In celebration of the second edition of Black History Month at the American Academy in Rome, the Academy presents There’s Always More, a public program featuring screenings, conversations, lectures, and performances, organized by AAR Curator-at-Large, Johanne Affricot.
The 2025 thematic framework centers around the idea of abundance. Abundance takes various forms, each offering different readings. For some, it may represent or symbolize the pursuit of wealth–whether material, intellectual or spiritual. Others may view it as a threat to one’s life or status, whether real or imagined. For still others, it may serve as a catalyst for embracing hope and new possibilities. However, a common thread invites reflection on the complex relationship between the Black body and history. What does abundance look like in relation to history today? What are the implications of applying this notion to Black history? How do we define and measure it in connection with multidimensional identities and geographies?

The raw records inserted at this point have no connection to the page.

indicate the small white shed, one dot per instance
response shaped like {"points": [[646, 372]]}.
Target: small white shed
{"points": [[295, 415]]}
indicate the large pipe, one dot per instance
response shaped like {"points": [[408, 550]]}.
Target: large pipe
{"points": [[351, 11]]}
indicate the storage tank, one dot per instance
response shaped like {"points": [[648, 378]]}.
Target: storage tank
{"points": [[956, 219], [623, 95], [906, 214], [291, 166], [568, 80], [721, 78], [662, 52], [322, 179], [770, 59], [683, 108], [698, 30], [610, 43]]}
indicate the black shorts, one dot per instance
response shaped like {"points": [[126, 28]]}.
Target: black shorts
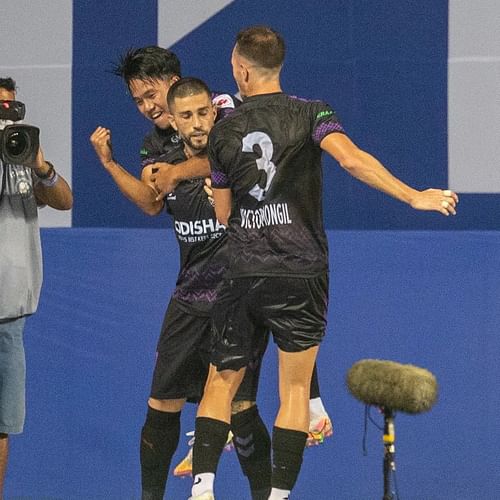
{"points": [[183, 356], [293, 309]]}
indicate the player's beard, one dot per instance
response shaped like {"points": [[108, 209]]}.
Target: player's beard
{"points": [[196, 148]]}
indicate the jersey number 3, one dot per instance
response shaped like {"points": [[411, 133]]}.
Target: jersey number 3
{"points": [[263, 163]]}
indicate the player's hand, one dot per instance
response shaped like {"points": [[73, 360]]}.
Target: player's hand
{"points": [[101, 141], [164, 177], [439, 200], [208, 189], [39, 162]]}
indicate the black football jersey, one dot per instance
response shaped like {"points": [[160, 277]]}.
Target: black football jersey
{"points": [[267, 152], [201, 239]]}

Taking forward the conversation between historian and professor Olivette Otele and director Daphne Di Cinto on African European heritage held in 2024, There’s Always More begins with a screening and discussion of The Black Italian Renaissance: African Presence in Art on February 13th. Written by Francesca Priori and directed by Cristian Di Mattia, the Sky Original documentary uncovers the African presence in European society through the paintings of renowned Renaissance artists and archival documents dissected by an international team of art historians, scholars, and artists. The film highlights the identities and roles of African figures in Italy, while also examining the evolution of racial concepts from the 15th to the 18th centuries.

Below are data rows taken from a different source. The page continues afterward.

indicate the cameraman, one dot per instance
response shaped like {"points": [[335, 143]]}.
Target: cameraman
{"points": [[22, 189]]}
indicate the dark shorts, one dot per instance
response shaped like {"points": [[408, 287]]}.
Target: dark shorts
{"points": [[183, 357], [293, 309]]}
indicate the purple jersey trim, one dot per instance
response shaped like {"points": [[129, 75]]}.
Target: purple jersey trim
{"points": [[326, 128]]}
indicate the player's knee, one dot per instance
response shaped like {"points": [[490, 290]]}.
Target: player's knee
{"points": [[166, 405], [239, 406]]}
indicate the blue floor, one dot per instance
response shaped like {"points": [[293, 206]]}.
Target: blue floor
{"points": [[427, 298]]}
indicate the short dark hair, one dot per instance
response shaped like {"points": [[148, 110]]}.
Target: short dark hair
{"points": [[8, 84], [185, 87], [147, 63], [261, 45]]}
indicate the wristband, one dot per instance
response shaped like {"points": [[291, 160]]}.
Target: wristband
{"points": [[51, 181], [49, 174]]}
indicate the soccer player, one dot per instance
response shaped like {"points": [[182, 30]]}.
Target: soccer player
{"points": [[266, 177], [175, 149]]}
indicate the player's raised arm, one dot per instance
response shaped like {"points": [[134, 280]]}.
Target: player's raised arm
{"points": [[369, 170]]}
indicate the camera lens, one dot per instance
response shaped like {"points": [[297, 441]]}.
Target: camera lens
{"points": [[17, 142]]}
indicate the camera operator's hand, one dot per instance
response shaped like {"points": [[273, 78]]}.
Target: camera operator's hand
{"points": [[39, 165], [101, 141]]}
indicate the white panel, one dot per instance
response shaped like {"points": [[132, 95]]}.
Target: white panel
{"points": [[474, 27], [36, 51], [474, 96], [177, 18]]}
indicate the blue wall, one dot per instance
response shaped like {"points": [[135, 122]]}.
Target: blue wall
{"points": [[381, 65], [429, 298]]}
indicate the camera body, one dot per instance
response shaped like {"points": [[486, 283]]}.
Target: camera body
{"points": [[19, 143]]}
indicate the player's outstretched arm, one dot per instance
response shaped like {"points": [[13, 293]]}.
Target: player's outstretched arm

The program continues on February 19th with the video presentation of The Ritual of Breath is The Rite to Resist, a chamber opera created by AAR 2017 Rome Prize Fellows, Jonathan Berger and Enrico Riley, alongside librettist Vievee Francis. The work responds to the murder of Eric Garner and the ongoing loss of Black lives at the hands of authorities. It explores global impacts of racial injustice and celebrates resistance, healing, joy and Black life. Following the screening, the authors will engage in a discussion with Italian scholars and artists. The following day, February 20, the public is invited back to the Academy to participate in an activation and ritual related to The Ritual of Breath Is the Rite to Resist. There will be a screening of Her Fight, His Name: The Story of Gwen Carr and Eric Garner (2024), a documentary that chronicles Gwen Carr, mother of Eric Garner, whose 2014 death at the hands of the NYPD sparked the Black Lives Matter movement. The event will foster an exchange between the U.S. and Italy on examining systemic injustice, followed by a ritual activation.

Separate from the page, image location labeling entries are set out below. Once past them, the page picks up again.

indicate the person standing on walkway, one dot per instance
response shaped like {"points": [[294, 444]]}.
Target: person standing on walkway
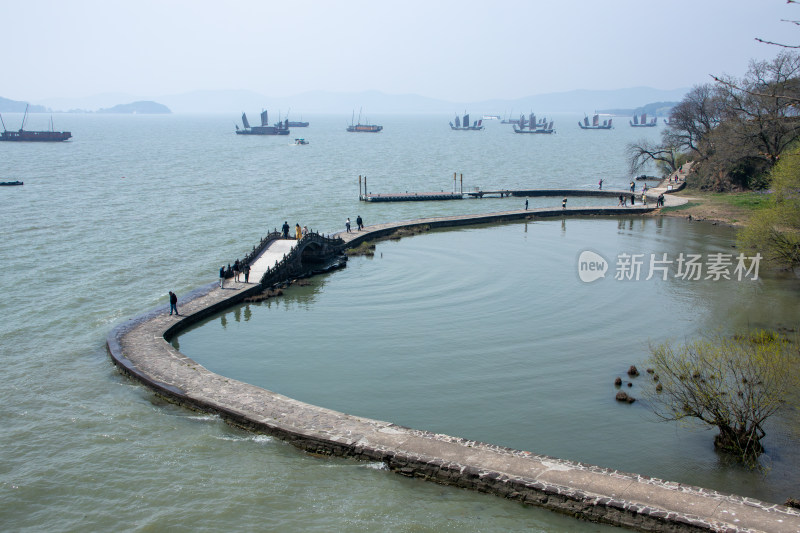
{"points": [[173, 304]]}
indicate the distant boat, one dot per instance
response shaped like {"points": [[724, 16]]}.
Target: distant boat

Dr. Raul Moaquech Ferrera-Balanquet concludes this year’s Black History Month program with a talk on Decolonizing Curatorial Practices at Howard University Gallery of Art on March 18th followed by the multimedia project Mariposa Ancestral Memory on March 20th. Centered on Africana Kairibe Malungaje: Futurist Reversed Memories, a curatorial research and exhibition development project, the lecture reclaims the East as a sacred space for Indigenous and African Caribbean peoples. It explores how to approach the white cube from a decolonized perspective and examines the connections between West African collections to contemporary artistic practices in diaspora territories across the Americas, the Greater Caribbean, and Europe. The closing act of the program features the Italian premiere of Mariposa Ancestral Memory (2023-2025), an interdisciplinary project which blends a multimedia installation with a ceremonial performance. This work investigates African Caribbean writing, the Transatlantic Slave Trade, the Mariel Exodus, US Latinx migration and Afro-Caribbean spirituality, all interwoven with the artist’s experience as a Cuban-born, transnational subject. The project also addresses undocumented migration, connecting the Black Atlantic Slave Trade, the 1960s Civil Rights Movement, Kongo cosmograms in Cuban Palo Kongo, and their ties to Haitian Vévé and and West African cultures.